This week attended a webinar from Alex Blewitt about CPU microarchiteture to increase application performance. The link was sent by a work colleague but you can get pdf and see the presentation from the below source:


The presentation is obviously very interesting. You need to know your CPU to get the most of it.

How can I see my CPU architecture? “lstopo” (graphic) or “lstopo-no-graphics” is your friend. This is from my laptop.

# lstopo-no-graphics
Machine (7934MB total)
Package L#0
NUMANode L#0 (P#0 7934MB)
L3 L#0 (4096KB)
L2 L#0 (256KB) + L1d L#0 (32KB) + L1i L#0 (32KB) + Core L#0
PU L#0 (P#0)
PU L#1 (P#2)
L2 L#1 (256KB) + L1d L#1 (32KB) + L1i L#1 (32KB) + Core L#1
PU L#2 (P#1)
PU L#3 (P#3)
PCI 00:02.0 (VGA)
PCI 02:00.0 (Network)
Net "wlp2s0"
PCI 00:1f.2 (SATA)
Block(Disk) "sda"

As you can see, my humble laptop just have one NUMA node, with two cores/processors, and two hyperthreads per core.

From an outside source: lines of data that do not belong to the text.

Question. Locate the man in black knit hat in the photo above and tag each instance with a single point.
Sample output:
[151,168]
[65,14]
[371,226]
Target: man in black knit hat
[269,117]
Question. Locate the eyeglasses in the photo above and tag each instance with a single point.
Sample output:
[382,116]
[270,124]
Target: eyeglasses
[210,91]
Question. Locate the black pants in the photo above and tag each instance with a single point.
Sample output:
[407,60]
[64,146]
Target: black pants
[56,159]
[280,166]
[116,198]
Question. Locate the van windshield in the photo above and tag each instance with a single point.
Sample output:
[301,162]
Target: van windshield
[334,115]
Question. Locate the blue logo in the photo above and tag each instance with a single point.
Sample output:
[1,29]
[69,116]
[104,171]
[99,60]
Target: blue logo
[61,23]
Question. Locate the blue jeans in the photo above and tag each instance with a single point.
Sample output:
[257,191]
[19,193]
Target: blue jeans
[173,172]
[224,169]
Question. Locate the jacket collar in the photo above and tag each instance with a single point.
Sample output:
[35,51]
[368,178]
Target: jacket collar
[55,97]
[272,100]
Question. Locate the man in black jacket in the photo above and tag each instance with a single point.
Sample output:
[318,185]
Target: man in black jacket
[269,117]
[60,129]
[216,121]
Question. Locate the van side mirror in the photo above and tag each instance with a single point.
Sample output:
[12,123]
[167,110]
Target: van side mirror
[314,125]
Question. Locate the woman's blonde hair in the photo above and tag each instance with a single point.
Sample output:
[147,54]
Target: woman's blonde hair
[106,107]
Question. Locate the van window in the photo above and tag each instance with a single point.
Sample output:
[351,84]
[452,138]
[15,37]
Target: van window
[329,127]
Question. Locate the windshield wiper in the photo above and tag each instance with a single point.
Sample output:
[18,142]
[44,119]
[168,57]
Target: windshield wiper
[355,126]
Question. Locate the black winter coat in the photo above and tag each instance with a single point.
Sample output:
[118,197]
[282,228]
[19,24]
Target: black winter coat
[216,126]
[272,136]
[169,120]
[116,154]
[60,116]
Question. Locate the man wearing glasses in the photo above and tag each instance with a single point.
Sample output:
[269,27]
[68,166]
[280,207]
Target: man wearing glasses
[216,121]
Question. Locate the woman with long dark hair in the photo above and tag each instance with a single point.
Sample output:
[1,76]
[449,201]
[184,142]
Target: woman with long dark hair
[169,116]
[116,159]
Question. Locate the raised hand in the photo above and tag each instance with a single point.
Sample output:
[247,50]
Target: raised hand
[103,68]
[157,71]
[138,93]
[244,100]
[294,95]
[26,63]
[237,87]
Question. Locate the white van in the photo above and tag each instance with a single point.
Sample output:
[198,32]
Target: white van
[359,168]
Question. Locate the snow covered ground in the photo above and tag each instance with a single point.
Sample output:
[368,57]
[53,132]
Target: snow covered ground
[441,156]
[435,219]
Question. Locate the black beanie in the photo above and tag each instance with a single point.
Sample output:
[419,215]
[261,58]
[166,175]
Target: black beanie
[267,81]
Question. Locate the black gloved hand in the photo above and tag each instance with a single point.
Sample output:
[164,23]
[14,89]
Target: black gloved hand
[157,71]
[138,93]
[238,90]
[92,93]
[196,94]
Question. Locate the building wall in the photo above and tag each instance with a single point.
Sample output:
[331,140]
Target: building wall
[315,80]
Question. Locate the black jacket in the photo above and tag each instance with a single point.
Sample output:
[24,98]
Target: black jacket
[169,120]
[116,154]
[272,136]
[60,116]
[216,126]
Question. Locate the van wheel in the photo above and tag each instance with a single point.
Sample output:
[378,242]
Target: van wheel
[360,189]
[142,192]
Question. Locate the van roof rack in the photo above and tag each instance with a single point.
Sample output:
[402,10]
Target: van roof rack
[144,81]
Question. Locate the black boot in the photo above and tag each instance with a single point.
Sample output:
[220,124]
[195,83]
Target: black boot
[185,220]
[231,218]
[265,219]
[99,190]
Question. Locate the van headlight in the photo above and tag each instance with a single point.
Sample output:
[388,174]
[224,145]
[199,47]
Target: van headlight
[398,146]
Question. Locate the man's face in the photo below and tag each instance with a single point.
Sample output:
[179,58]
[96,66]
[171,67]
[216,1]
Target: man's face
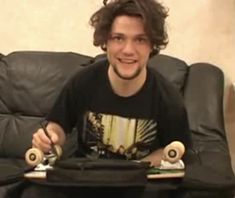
[128,47]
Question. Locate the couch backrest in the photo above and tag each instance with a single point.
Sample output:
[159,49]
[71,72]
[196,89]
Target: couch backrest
[29,84]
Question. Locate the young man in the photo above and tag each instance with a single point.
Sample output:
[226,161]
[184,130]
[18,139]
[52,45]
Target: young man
[120,107]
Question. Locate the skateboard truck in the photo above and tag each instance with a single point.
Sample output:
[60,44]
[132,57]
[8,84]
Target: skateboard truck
[35,157]
[172,155]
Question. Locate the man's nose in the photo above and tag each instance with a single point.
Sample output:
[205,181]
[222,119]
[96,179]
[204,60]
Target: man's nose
[128,47]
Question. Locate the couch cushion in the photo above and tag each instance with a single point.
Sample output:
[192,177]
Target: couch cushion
[29,84]
[204,101]
[173,69]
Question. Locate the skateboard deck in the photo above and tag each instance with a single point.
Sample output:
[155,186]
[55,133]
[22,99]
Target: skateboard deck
[171,167]
[156,173]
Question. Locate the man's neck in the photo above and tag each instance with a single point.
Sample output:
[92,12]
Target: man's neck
[126,88]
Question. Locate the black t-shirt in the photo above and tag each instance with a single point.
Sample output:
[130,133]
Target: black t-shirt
[109,124]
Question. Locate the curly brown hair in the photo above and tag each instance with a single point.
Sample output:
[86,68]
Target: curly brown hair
[152,13]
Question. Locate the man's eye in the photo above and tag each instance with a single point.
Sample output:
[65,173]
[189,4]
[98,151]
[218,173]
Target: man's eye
[117,38]
[141,40]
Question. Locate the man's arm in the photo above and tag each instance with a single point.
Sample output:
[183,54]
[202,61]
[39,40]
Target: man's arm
[43,142]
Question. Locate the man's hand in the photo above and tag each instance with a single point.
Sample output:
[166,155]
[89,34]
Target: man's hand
[43,142]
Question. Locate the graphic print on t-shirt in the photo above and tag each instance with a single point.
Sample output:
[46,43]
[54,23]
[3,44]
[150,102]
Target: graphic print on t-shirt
[120,135]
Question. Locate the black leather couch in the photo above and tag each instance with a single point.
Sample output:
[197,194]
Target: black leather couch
[31,80]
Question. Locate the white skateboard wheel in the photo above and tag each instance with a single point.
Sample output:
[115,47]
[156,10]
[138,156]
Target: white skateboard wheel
[34,156]
[58,150]
[174,151]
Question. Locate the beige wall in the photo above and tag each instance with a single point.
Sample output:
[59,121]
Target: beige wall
[201,30]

But in a server, very likely you will have more NUMA nodes, more cores and more processors so you want to be sure that is used properly.

I am not expert in CPU performance at all but there many important points like memory allocation, huge pages, pinning memory/threads (isolcpu, taskset, etc), compiler strategies and tools to test the performance. Some of them ring the bell and it is nice to know that exist. You never know when you will have to dive in this type of water.